Data Cleaning edit
'Cleaning' refers to the process of removing invalid data points from a dataset.
Many statistical analyses try to find a pattern in a data series, based on a hypothesis or assumption about the nature of the data. 'Cleaning' is the process of removing those data points which are either (a) Obviously disconnected with the effect or assumption which we are trying to isolate, due to some other factor which applies only to those particular data points. (b) Obviously erroneous, i.e. some external error is reflected in that particular data point, either due to a mistake during data collection, reporting etc.
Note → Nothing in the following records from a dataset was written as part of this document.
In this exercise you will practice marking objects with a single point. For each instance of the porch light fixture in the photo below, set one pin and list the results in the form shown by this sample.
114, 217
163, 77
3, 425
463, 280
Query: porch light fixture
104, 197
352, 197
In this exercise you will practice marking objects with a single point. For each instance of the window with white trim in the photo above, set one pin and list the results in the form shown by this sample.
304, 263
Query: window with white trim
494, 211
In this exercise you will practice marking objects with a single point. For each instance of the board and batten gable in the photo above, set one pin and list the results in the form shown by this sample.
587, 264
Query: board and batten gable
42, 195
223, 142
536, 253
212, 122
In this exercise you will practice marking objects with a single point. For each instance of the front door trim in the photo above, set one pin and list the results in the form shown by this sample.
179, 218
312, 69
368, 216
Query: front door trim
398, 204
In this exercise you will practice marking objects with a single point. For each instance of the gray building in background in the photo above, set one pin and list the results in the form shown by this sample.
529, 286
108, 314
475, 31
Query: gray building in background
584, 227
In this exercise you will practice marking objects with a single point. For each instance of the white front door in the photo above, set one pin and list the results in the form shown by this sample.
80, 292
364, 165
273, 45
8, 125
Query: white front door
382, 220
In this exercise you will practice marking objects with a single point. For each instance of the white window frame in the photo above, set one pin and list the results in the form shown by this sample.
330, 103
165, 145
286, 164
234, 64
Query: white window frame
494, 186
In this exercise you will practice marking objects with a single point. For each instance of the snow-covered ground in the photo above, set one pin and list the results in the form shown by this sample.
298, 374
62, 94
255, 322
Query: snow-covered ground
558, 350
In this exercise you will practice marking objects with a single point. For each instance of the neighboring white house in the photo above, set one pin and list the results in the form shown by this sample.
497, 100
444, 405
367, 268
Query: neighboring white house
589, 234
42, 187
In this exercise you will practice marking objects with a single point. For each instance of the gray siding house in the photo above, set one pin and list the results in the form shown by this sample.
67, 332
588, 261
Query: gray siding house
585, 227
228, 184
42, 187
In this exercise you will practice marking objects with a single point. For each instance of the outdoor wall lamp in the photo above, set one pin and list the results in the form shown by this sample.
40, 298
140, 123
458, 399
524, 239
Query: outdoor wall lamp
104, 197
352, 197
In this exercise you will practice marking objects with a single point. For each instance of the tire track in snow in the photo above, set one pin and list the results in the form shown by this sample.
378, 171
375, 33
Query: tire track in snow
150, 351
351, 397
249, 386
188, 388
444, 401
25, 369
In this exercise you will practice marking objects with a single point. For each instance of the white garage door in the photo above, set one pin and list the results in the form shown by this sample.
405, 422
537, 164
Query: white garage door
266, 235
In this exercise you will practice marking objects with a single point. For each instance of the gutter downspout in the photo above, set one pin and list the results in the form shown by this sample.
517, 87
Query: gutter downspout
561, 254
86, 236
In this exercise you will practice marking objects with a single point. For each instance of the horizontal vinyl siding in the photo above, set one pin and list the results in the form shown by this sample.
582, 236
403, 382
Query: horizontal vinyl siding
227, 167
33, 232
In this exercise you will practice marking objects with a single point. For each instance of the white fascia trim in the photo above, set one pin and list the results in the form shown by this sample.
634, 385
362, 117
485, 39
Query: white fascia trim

In the process we ignore these particular data points, and conduct our analysis on the remaining data.
'Cleaning' frequently involves human judgement to decide which points are valid and which are not, and there is a chance of valid data points caused by some effect not sufficiently accounted for in the hypothesis/assumption behind the analytical method applied.
The points to be cleaned are generally extreme outliers. 'Outliers' are those points which stand out for not following a pattern which is generally visible in the data. One way of detecting outliers is to plot the data points (if possible) and visually inspect the resultant plot for points which lie far outside the general distribution. Another way is to run the analysis on the entire dataset, and then eliminating those points which do not meet mathematical 'control limits' for variability from a trend, and then repeating the analysis on the remaining data.
Cleaning may also be done judgementally, for example in a sales forecast by ignoring historical data from an area/unit which has a tendency to misreport sales figures. To take another example, in a double blind medical test a doctor may disregard the results of a volunteer whom the doctor happens to know in a non-professional context.
'Cleaning' may also sometimes be used to refer to various other judgemental/mathematical methods of validating data and removing suspect data.
The importance of having clean and reliable data in any statistical analysis cannot be stressed enough. Often, in real-world applications the analyst may get mesmerised by the complexity or beauty of the method being applied, while the data itself may be unreliable and lead to results which suggest courses of action without a sound basis. A good statistician/researcher (personal opinion) spends 90% of his/her time on collecting and cleaning data, and developing hypothesis which cover as many external explainable factors as possible, and only 10% on the actual mathematical manipulation of the data and deriving results.